The command line is split up into a list of process arguments by the .NET runtime. The algorithm is described in the documentation for Environment.GetCommandLineArgs. The same results (except for the process name) are also passed as the single argument to the Main method, if present.

The .NET lexing also uses a combination of escaping and quoting, but it has some surprising results because escaping is allowed inside quoting. The escape character is \, and the quote character is the double-quote.

Each non-escaped double-quote starts or ends a quoted string, just like command shell quoting.
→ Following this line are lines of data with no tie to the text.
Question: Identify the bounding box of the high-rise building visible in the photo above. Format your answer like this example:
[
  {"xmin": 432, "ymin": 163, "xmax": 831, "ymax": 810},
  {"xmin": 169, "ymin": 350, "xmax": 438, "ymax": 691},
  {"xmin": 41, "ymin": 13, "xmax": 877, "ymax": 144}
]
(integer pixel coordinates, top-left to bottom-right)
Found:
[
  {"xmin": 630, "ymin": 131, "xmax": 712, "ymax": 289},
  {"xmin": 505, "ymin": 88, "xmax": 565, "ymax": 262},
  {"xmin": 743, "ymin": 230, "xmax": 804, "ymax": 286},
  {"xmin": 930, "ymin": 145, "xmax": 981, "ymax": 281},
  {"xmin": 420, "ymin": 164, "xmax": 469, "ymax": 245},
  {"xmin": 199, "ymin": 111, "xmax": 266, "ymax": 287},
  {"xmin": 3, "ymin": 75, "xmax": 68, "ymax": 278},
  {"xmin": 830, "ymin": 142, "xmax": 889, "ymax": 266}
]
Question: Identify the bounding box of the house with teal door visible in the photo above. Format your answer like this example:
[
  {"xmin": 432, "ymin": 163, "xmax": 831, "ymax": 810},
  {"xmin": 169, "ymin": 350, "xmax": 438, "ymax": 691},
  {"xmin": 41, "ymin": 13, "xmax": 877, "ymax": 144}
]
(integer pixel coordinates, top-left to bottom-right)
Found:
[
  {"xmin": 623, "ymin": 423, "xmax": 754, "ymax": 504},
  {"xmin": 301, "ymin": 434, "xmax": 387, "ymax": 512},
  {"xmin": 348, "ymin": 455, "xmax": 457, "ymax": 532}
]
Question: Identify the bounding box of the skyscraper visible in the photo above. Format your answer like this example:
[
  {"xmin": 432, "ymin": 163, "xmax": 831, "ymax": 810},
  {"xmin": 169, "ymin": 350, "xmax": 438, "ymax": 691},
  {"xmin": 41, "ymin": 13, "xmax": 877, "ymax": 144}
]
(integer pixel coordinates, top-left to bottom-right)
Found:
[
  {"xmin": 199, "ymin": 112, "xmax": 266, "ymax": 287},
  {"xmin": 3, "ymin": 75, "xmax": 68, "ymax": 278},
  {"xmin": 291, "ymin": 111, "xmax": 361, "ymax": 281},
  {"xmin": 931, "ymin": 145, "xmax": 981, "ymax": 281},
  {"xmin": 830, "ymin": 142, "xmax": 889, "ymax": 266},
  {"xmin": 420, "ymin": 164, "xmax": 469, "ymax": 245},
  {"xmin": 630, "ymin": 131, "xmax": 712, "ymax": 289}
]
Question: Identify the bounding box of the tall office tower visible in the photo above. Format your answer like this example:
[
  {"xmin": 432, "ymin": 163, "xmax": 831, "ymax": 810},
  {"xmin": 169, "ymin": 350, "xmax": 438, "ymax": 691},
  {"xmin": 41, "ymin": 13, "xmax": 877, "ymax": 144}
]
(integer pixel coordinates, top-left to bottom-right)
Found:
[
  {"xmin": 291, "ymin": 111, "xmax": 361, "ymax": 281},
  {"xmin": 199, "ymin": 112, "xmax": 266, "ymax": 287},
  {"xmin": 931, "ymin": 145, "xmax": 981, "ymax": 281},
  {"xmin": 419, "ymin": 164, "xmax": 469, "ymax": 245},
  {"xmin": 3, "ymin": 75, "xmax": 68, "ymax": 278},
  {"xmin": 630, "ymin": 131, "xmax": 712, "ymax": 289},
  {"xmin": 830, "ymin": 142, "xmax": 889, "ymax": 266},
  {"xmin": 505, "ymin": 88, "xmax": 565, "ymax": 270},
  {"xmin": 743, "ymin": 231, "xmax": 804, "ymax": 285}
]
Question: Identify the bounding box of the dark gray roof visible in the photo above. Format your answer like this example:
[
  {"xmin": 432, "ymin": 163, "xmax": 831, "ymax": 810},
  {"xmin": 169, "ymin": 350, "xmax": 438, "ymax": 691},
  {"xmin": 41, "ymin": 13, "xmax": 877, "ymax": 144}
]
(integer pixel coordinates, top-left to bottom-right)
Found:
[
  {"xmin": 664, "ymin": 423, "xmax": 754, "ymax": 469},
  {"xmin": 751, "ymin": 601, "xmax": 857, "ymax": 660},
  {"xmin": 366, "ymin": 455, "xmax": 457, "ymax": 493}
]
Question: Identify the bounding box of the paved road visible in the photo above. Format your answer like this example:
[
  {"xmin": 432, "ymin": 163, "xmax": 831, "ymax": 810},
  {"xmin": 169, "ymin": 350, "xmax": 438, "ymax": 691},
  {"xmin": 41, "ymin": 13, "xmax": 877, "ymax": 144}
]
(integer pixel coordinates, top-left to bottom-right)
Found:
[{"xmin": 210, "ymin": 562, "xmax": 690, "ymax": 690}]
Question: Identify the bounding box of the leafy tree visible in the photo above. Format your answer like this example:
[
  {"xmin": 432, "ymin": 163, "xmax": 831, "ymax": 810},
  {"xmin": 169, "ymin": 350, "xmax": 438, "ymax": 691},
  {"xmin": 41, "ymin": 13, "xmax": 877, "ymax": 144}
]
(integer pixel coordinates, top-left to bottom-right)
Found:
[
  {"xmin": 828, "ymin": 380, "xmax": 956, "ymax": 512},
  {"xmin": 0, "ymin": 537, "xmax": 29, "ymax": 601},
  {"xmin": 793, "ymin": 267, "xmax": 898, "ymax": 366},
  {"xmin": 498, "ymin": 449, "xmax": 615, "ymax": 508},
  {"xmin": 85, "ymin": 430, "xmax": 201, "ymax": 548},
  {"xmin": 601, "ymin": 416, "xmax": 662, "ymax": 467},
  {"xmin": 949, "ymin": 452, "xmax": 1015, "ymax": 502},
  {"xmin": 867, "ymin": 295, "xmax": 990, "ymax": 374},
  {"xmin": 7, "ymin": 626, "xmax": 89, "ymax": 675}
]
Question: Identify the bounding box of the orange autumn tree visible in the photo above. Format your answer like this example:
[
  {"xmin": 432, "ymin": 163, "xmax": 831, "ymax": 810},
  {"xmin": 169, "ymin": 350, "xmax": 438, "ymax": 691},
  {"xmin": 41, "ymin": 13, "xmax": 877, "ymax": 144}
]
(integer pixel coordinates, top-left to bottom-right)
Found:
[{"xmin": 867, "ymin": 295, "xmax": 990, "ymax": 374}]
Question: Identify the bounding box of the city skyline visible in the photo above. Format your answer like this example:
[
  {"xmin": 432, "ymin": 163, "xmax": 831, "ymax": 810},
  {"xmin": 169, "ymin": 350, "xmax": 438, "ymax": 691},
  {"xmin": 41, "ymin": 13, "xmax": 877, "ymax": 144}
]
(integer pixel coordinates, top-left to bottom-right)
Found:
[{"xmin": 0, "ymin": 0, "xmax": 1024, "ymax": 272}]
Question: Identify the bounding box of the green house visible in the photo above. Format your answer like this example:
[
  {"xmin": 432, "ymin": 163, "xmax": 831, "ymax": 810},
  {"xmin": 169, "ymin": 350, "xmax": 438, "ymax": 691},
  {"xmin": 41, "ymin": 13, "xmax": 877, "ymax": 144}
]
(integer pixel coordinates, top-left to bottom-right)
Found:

However, unlike command shell quoting, escaping is allowed within quoted strings. The .NET lexing also allows two consecutive double-quotes inside a quoted string to represent a single double-quote. Consider the outputs from this example program:

static void Main(string[] args)
{
  foreach (var arg in args)
    Console.WriteLine(arg);
}
> CommandLineParsingTest.exe "a"
a

> CommandLineParsingTest.exe \"a"
"a

> CommandLineParsingTest.exe \"a
"a

> CommandLineParsingTest.exe "a\"
a"

> CommandLineParsingTest.exe "a\\"
a\

> CommandLineParsingTest.exe a \"
a
"

> CommandLineParsingTest.exe "a \\"
a \

> CommandLineParsingTest.exe "a\"b"
a"b

> CommandLineParsingTest.exe "a""b"
a"b

> CommandLineParsingTest.exe a "" """"
a

"

This lexing behavior is particularly problematic when passing directories. Since directories may contain spaces, they should be wrapped with quotes. However, if the directory ends with a backslash, the closing quote will be escaped:

> CommandLineParsingTest.exe "c:\my path"
c:\my path

> CommandLineParsingTest.exe "c:\my path\"
c:\my path"

This is a rather serious limitation of the default .NET lexer. It is possible to write your own replacement lexer using a different algorithm. This lexer would take the process command line as input and produce a sequence of strings.

The Nito.KitchenSink.OptionParser library does not have a lexer of its own, but it will accept a sequence of strings as input into its parsing methods. If no sequence of strings is passed to a parsing method, then the method will use the process’ command line lexed with the default .NET lexer.